Over the past few years, I’ve been toying with the idea of running database operations efficiently on GPUs. Rather than trying to implement something like SQL, I decided to implement Relational Algebra (RA), Relational algebra - Wikipedia , which I consider to be equally expressive and slightly more general in the sense that several database languages including SQL can be mostly or completely represented using RA.
I’m currently at the point where I have implementations that can beat sequential CPU versions[sup]1[/sup] by at least an order of magnitude for all RA operators, and I’m wondering whether there would be interest in a publication on this topic.
None of the algorithms are fundamentally new, the individual operators usually consist of several compound algorithms that are applied at different granularities where they are the most efficient from either an algorithmic perspective or a hardware perspective.
I’m asking because I am dividing my time between this, writing my thesis, and writing another paper on a runtime system. If there isn’t a lot of interest on this topic, I will probably push off writing it down for 6 months or a year. So please let me know if having a reference implementation and a description of the GPU-friendly algorithms used to implement RA operators would help you out in the short term (next 1-2 years). If I get enough responses, I’ll try to get this out by the end of the summer.
Footnote 1. I don’t compare against multi-core because efficient use of any parallel system would require parallel/vector implementations of these operations, which would probably follow the same form as my solutions. Furthermore data dependencies among elements in a vector would make SSE/AVX implementations a nightmare.
I don’t know much about RA or SQL. But if RA is equally powerful, then we need to think why SQL came up in the first place.
What was the motivating factor? Do those factors still exist? OR Can the GPU Power make these factors vanish?
SQL is a programming language whereas RA is a set of operations common to any language. SQL can be completely translated into RA operators. For example, the SQL statements:
SELECT column_name(s)
FROM table_name1
INNER JOIN table_name2
ON table_name1.column_name=table_name2.column_name
are equivalent to the relational algebra inner-join operator:
So the idea is that a database system that used SQL as a language would include a compiler that converts SQL to RA, then instantiates CUDA kernels for each RA operator.
Cool, so it would be possible to perform computation heavy sql operations on GPUs. If someone manages to ports this to an open-source database (like mySQL or SQLite), it can probably beat the world fastest database systems:
This would be a longer term, but possible use of this work. There would be a huge engineering effort involved in actually building a compiler that could generate RA from SQL (although several proprietary compilers exist that do just this) and then going through NVCC to generate CUDA code for individual queries, and integrating this with a runtime system that maintained the database and dispatched queries against it.

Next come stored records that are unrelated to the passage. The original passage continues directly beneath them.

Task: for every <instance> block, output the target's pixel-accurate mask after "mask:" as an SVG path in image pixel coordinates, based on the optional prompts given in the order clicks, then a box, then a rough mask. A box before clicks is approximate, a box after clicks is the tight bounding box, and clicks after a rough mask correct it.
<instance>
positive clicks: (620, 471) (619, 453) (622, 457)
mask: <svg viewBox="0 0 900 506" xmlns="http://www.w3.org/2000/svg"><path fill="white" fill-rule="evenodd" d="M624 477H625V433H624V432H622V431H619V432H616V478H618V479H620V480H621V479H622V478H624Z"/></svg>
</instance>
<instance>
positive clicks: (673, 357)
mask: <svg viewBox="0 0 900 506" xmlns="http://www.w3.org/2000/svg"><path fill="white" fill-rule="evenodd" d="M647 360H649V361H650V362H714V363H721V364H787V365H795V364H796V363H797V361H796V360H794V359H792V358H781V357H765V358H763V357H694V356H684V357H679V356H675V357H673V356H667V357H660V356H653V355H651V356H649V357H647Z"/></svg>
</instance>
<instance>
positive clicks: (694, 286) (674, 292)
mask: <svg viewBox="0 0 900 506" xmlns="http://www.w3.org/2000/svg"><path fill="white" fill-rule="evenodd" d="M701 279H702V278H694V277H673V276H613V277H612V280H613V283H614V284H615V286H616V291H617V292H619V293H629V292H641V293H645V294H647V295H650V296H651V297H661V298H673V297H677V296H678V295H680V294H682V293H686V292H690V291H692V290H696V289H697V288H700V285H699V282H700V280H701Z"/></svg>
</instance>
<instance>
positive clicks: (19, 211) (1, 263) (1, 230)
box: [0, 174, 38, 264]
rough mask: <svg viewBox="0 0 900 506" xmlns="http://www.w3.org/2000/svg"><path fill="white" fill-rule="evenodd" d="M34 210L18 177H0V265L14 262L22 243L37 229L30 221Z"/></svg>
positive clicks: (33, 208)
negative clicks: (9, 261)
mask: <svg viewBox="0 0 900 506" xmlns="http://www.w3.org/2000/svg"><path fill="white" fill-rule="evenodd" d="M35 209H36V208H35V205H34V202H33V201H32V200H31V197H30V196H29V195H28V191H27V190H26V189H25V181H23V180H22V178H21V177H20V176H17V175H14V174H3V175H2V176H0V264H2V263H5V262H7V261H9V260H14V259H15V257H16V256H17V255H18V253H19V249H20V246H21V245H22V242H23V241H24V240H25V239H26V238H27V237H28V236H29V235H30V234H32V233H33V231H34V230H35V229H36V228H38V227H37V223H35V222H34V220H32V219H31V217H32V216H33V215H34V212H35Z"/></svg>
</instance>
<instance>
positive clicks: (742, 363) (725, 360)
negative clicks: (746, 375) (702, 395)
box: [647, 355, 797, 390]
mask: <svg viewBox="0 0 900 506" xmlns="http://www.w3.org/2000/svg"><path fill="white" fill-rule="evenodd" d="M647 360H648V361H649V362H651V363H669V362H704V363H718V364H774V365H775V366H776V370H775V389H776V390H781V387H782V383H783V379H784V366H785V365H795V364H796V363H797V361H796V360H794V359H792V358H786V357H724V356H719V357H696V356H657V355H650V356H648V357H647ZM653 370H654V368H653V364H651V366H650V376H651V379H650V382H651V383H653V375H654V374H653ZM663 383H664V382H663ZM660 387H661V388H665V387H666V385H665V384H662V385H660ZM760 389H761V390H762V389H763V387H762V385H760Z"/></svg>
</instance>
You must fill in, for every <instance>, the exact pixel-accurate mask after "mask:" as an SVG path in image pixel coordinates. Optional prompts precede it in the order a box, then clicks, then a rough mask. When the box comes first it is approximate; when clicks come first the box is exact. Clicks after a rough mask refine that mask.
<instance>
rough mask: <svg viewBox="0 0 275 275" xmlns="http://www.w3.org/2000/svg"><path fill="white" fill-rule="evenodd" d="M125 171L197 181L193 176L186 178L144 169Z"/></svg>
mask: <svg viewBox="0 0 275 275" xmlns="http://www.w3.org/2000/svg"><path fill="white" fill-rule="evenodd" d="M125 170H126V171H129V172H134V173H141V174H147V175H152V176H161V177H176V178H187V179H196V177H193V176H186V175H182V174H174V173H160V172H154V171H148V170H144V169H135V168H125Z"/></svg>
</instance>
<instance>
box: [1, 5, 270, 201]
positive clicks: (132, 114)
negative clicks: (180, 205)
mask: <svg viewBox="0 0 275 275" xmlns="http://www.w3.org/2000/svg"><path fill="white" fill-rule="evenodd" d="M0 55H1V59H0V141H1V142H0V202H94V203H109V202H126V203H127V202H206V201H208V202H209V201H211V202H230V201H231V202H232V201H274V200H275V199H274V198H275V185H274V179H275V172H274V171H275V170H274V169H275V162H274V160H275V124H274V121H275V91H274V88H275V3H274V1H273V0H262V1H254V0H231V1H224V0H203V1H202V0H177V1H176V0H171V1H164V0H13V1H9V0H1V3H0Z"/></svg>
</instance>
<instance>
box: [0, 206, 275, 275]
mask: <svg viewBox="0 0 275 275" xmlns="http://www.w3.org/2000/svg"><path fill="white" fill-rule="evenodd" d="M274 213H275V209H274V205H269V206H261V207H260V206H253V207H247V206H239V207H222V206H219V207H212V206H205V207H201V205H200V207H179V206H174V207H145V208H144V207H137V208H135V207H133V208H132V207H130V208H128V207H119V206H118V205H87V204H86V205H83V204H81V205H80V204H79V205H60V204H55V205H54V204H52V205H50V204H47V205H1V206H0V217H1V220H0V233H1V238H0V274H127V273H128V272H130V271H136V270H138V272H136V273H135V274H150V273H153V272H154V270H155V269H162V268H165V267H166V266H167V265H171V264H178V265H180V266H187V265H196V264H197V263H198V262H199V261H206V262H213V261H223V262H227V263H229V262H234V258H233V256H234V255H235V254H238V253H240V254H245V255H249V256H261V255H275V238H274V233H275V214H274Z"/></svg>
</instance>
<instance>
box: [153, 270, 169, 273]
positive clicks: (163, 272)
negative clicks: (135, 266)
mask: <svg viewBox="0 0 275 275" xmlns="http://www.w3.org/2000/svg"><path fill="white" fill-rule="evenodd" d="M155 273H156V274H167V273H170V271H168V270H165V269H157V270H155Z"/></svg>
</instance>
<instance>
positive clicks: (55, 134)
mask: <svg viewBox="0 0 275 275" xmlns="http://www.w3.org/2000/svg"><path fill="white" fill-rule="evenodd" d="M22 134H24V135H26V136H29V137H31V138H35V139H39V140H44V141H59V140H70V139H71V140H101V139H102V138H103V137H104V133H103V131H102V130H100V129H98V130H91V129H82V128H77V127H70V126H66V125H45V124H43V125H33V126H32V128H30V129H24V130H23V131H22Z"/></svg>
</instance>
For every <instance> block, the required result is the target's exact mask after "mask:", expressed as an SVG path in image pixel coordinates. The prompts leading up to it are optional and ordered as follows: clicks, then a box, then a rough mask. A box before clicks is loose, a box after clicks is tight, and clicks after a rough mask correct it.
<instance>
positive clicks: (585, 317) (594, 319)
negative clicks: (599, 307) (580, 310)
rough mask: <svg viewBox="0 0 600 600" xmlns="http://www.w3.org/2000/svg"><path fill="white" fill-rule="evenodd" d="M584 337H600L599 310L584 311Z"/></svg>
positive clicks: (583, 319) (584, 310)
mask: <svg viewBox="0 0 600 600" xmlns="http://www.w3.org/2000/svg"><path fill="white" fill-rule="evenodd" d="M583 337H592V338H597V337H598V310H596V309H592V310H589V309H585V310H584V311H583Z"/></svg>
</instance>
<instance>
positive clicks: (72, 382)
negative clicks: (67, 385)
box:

I’ll count this as a vote for yes. If I get maybe 4-5 more of these I’ll consider writing the paper in a couple of months…
Although databases are not an area of research I’m particularly interested in, it does seem like in-memory databases are becoming more popular (or at least more hyped) in recent years. (Certainly the latest one to cross my news reader was VoltDB.) An in-memory database would be ideal use case for CUDA, since it the overhead of moving data from disk to the GPU would not even be a consideration.
Not necessarily if one can hide the disk-read latency with CUDA operations… Of course, CUDA operations have to be very expensive… (but that could be case for O(N^2) operations like (where column1=column2) )… No?
Hi guys !
I would be very interested to see a CUDA relational algebra implementation.
Btw, I’m developing CUDA SQL implementation - it is called alenka. Translates joins, groupbys and sorts into CUDA operations on columns of data ( so it a columnar language !)
Tested a few TPC-H queries on it and it is very fast. Data are not limited by GPU memory - I implemented external parallel algorithms.
Simple script for it looks like this (query TPCH-1) :
A := LOAD ‘lineitem.tbl’ USING (‘|’) AS (price{6}:float, qty{5}:int, discount{7}:float, tax{8}:float, rf{9}:varchar(1), lf{10}:varchar(1), shipdate{11}:int);
B := FILTER A BY shipdate <= 19980902;
D := SELECT rf AS rf, lf AS lf, SUM(qty) AS sum_qty, SUM(price) AS sum_base_price,
AVG(qty) AS avg_qty, AVG(price) AS avg_price, AVG(discount) AS avg_disc, COUNT(qty) AS cnt FROM B
GROUP BY rf, lf;
STORE D INTO ‘mytest.txt’ USING (‘|’);
I’m too looking for anyone interested in processing some heavy volumes of data using alenka.